Mark Frankel writes about Robert Barclay's 'Apology'

Robert Barclay’s An Apology for the True Christian Divinity (1676) is a classic statement of Quaker faith. A copy will be found in the libraries of most Meeting houses, but I doubt that it is often read.

There are selected passages from Barclay in Quaker faith & practice, and these show him at his best because there is much to dislike about the Apology. In the course of a long and difficult book, Barclay is disputatious, sectarian, dour and puritanical. He condemns apostasy, which means all other Christian denominations, for he holds that the surest way to be a Christian is by the Quaker route.

He dismisses the ritual and practices of other Christians, particularly Catholics, as human inventions and imaginings; condemns Islam; and describes the zeal of Jews as the ‘prejudice of education, and the love of self, more than that of God’. He upholds the power and authority of the elder and the right of churches to discipline members in error, by excommunication if necessary. He criticises frivolous pastimes, such as the theatre; instead we should spend our spare time gardening or doing mathematical puzzles. However, once one gets past the antiquated language and the disagreeable tone, Barclay has much to offer. In a set of fifteen propositions he makes an intellectual case for Quakerism that is still good today.
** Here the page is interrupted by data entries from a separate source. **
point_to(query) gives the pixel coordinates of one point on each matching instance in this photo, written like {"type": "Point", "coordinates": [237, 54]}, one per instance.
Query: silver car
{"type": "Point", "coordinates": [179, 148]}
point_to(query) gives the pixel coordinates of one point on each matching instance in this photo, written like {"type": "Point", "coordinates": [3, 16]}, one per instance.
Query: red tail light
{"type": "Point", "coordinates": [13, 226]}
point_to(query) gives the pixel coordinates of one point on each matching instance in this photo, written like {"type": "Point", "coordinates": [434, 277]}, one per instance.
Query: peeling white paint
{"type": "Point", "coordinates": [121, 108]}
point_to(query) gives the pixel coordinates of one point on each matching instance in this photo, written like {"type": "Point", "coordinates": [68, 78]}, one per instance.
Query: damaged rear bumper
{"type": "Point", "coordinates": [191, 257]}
In particular, in the second proposition Barclay asserts the possibility of religious knowledge. He gives a convincing explanation of what this means and sets out the basis for the testimonies.
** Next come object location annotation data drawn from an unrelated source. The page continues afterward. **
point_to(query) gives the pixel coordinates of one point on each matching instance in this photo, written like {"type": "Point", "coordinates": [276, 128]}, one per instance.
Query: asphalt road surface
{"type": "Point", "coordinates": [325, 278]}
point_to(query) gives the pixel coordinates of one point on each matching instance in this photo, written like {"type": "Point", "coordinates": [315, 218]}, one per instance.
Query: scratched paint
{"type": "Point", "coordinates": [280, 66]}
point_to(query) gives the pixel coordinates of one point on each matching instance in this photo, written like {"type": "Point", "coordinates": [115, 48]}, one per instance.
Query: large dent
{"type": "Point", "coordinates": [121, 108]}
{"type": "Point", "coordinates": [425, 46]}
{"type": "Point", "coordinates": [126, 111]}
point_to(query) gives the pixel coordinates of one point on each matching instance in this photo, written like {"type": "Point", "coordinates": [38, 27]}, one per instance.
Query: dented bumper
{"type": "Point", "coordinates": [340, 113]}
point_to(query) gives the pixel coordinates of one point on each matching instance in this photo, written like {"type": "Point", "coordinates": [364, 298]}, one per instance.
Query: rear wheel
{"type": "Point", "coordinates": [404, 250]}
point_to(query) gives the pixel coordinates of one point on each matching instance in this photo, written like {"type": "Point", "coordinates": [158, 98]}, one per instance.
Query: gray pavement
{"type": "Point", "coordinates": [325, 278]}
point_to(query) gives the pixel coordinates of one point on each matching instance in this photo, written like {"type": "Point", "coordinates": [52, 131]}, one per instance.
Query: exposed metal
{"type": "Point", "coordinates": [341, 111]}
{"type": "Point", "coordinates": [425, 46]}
Barclay asserts we know God through Christ by the Spirit, or what he calls ‘immediate revelation’, which means by experience and without the mediation of church or scripture. Importantly, he says divine revelation cannot contradict the testimony of scripture, or right and sound reason, but at the same time revelation is more certain than scripture and the ordinary reason of man because it forces assent. In other words, we can identify divine truths as those that cannot be denied. Barclay lays, as the theological and theoretical basis for discernment, Quakers’ bold claim that through worship and ministry we can know the will of God.
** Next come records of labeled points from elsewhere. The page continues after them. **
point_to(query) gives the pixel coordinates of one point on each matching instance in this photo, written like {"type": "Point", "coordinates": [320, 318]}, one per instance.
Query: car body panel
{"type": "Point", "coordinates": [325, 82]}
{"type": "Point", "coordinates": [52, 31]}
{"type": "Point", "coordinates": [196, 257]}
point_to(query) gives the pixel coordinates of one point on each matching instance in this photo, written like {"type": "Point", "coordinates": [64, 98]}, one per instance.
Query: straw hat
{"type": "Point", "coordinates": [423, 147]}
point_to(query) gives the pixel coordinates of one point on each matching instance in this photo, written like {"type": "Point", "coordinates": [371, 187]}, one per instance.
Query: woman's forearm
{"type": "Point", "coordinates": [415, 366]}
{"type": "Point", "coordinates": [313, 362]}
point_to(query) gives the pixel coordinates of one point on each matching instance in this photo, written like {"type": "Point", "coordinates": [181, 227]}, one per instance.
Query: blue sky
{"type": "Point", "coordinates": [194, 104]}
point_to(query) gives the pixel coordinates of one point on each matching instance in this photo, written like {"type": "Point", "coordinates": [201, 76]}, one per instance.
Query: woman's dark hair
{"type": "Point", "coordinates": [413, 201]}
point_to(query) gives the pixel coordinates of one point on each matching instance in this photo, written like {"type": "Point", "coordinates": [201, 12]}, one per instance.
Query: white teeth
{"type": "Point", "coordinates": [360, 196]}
All religions and sects claim to know God’s truth, but in the case of the Quakers we have a basis for our claim that is more than just blind faith or reliance on authority, tradition and scripture. Barclay’s point about divine revelation forcing assent means that the fictions he condemns in other religions cannot be true, because they cannot force agreement. It is inconceivable that God would require us to believe in mere human inventions or to deny the findings of science. At the same time, divine knowledge cannot be the same as secular reason, which is prone to error, because God can never be wrong. The Spirit and revelation lead us to the fundamental truths of the testimonies, to agreement about right ends, such as love and peace, and concomitants such as respect for others and the environment, the principles of which cannot be denied, however much we might disagree about means. To put it in nontheistic terms, the testimonies are a set of irrefutable propositions that compel assent. Barclay tells us that there are absolute truths but that Quakers are more discerning and so more correct than others in identifying such truths.